A newly formed committee will recommend to the Santa Clara City Council changes to the city’s charter.
At its Sept. 16 meeting, the council gave the go-ahead to the charter review committee. The committee comprises 13 members. Each council member and the mayor selected an appointee from a pool of 60 candidates. The remaining candidates for each district were chosen by lottery earlier this month.
Mayor Lisa Gillmor appointed former police chief Pat Nikolai; Council Member Albert Gonzalez appointed Bernard Thamsey; Council Member Raj Chahal appointed John Brooks; Council Member Karen Hardy appointed planning commission chair Eric Crutchlow; Council Member Kevin Park appointed former city clerk candidate Steve Kelly; Council Member Suds Jain appointed Eric Jansen; Vice Mayor Kelly Cox appointed Susan Peters.

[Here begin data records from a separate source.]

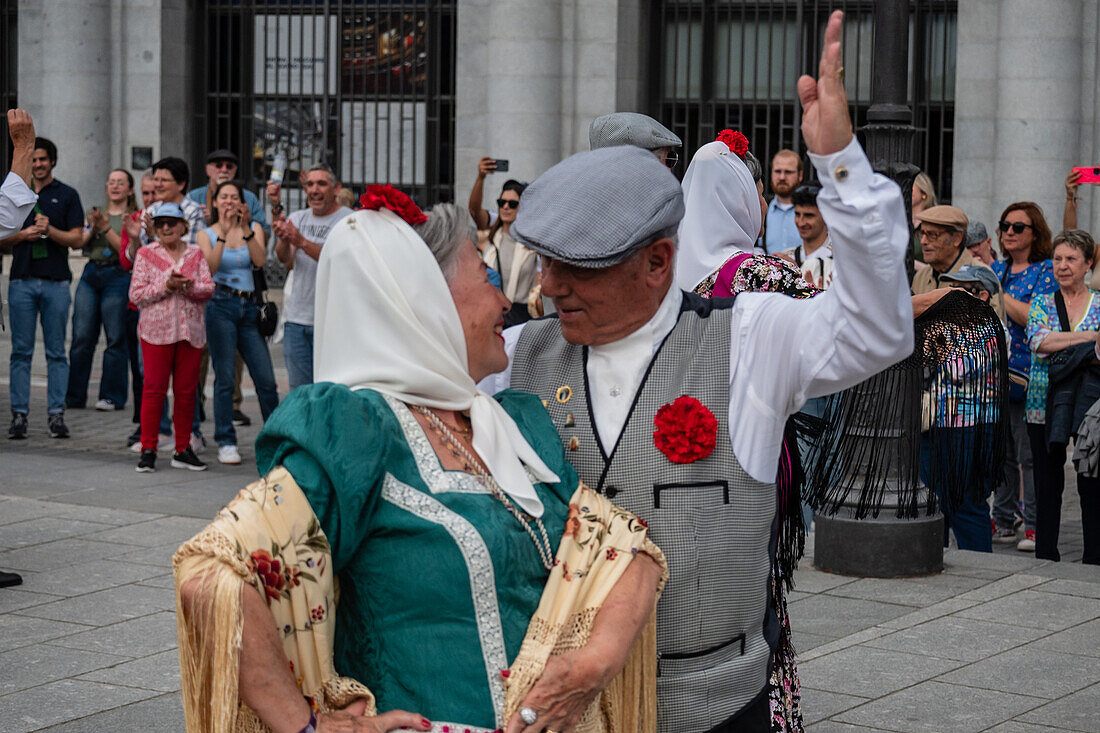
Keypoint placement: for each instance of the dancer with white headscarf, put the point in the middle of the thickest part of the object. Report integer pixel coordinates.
(472, 564)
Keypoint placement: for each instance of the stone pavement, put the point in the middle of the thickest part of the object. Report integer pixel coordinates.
(998, 642)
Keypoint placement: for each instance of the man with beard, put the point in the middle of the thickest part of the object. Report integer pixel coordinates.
(298, 247)
(780, 231)
(628, 352)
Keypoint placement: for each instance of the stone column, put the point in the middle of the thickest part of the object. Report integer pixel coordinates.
(65, 83)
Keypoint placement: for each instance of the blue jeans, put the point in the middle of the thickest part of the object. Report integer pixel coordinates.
(950, 460)
(231, 327)
(100, 301)
(31, 299)
(298, 350)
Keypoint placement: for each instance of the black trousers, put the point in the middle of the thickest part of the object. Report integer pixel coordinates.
(1048, 463)
(755, 718)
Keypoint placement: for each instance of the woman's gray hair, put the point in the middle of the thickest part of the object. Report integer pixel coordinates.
(447, 229)
(1078, 239)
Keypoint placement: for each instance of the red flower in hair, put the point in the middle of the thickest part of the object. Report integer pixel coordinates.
(686, 430)
(378, 196)
(735, 141)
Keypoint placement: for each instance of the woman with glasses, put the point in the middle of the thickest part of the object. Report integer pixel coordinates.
(1062, 332)
(517, 265)
(1024, 272)
(171, 285)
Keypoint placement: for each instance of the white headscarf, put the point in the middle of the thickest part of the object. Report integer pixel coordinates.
(385, 320)
(722, 214)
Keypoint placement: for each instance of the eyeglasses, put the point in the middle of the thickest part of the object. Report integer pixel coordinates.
(1016, 227)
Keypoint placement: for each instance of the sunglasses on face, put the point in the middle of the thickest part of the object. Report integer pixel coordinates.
(1016, 227)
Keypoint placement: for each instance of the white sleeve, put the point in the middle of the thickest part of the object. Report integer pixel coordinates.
(784, 350)
(501, 381)
(17, 199)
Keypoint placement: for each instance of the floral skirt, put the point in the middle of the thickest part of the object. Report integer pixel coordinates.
(784, 691)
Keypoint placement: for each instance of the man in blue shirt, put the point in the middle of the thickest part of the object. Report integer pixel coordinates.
(40, 290)
(780, 232)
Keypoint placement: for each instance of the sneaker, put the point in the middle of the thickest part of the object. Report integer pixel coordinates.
(187, 459)
(18, 429)
(229, 455)
(57, 428)
(147, 462)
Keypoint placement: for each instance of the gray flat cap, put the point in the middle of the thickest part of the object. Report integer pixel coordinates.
(976, 233)
(630, 129)
(593, 209)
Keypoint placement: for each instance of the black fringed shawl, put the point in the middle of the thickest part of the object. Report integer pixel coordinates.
(956, 378)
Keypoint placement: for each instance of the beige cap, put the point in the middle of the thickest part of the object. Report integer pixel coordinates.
(945, 216)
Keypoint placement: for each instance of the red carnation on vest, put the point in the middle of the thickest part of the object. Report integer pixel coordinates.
(384, 196)
(686, 430)
(735, 141)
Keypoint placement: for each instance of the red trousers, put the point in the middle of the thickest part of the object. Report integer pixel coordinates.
(179, 361)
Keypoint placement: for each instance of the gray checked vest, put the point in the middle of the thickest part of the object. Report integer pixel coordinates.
(711, 518)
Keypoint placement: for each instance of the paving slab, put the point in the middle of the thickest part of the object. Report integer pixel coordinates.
(158, 671)
(1079, 711)
(56, 702)
(954, 637)
(1084, 638)
(834, 616)
(107, 606)
(870, 673)
(138, 637)
(1048, 611)
(42, 663)
(163, 714)
(957, 709)
(58, 554)
(909, 591)
(818, 704)
(23, 631)
(1036, 671)
(88, 577)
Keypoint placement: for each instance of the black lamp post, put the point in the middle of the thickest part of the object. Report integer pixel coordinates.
(886, 546)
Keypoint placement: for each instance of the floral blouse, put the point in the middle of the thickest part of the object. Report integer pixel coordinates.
(1042, 321)
(1034, 280)
(167, 317)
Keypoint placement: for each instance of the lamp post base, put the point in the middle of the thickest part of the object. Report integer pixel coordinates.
(882, 547)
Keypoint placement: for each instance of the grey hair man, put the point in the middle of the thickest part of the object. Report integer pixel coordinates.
(629, 352)
(298, 244)
(638, 130)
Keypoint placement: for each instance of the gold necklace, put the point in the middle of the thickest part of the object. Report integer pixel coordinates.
(473, 466)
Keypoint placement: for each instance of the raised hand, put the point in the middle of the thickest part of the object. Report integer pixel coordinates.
(826, 126)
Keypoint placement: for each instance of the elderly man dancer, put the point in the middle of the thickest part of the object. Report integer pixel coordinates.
(674, 406)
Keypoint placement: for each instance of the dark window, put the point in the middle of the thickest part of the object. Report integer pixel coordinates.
(365, 87)
(734, 64)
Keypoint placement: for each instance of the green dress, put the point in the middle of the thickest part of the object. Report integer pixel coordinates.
(437, 579)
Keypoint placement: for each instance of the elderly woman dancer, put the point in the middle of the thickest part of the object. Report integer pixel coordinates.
(480, 584)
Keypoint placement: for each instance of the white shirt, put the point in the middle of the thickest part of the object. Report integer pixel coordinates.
(17, 199)
(864, 324)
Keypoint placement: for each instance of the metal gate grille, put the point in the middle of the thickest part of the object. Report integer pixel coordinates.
(9, 57)
(734, 64)
(366, 87)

Those chosen by lottery included Holly Rhea Roberts (District 1), Mohammad Navid (District 2), Joseph Sosinski (District 3), ousted parks and recreation commissioner Burt Field (District 4), former civil grand juror Lauren Diamond (District 5) and Mark Boeckman (District 6).
The committee will review the charter for consistency with state law, alignment with best practices and clarity. For such a “wonky project,” City Attorney Glen Googins said, response has been positive.
“The proposed top-to-bottom review process is intended to be driven by practical and legal considerations with the prime objective being to bring the charter up to current best practices for city operations,” Googins told the council. “It is not intended to implement any major restructuring of city operations or to change the city’s election process.”
The idea for the formation of a charter review committee came out of the city’s governance and ethics committee.
Committee members are unpaid and will be unable to direct city employees or represent the committee unless delegated to do so by the committee. The committee will meet monthly.
Its first meeting, set to be held in late September or early October, will include Brown Act training, familiarization with the charter, review of bylaws, selection of chair and vice chair and adoption of a schedule. In its second meeting, the committee will review a more detailed work plan.
Changes to the committee’s bylaws require council approval.
Council Member Park, who sits on the governance and ethics committee, said the committee discussed delineating changes into three categories. The first category would simply be cleaning up the charter’s language, the second would be minor changes and the third would be more “controversial” changes.
Park expressed concern that without such designations the changes may not pass, saying it would be better if the city had “bucket-ized” things a bit more.
Googins told Park that he didn’t want to be too prescriptive prior to the committee’s formation.
“There are a lot of different ways to eat this elephant, if you will,” Googins said.
Still, Park called the lack of such designations a “big miss,” adding that it is one that putting things in “one big bag” doesn’t “do the council any favors.”
Mayor Gillmor pushed back, saying the committee’s members are smart enough to make their own decisions about what changes are necessary.
“It is a community-based group, and any changes, whether big or small, should come from a community-based group and make recommendations to us,” she said. “I don’t want to limit them … I just want to make sure they feel, you know, to look at our charter, inside and out, and come back with their group of recommendations.”
The committee will be on a tight deadline, coming back to the council with its recommendations in June for a measure on the November 2026 ballot. The recommendation from the city attorney’s office passed with Park abstaining.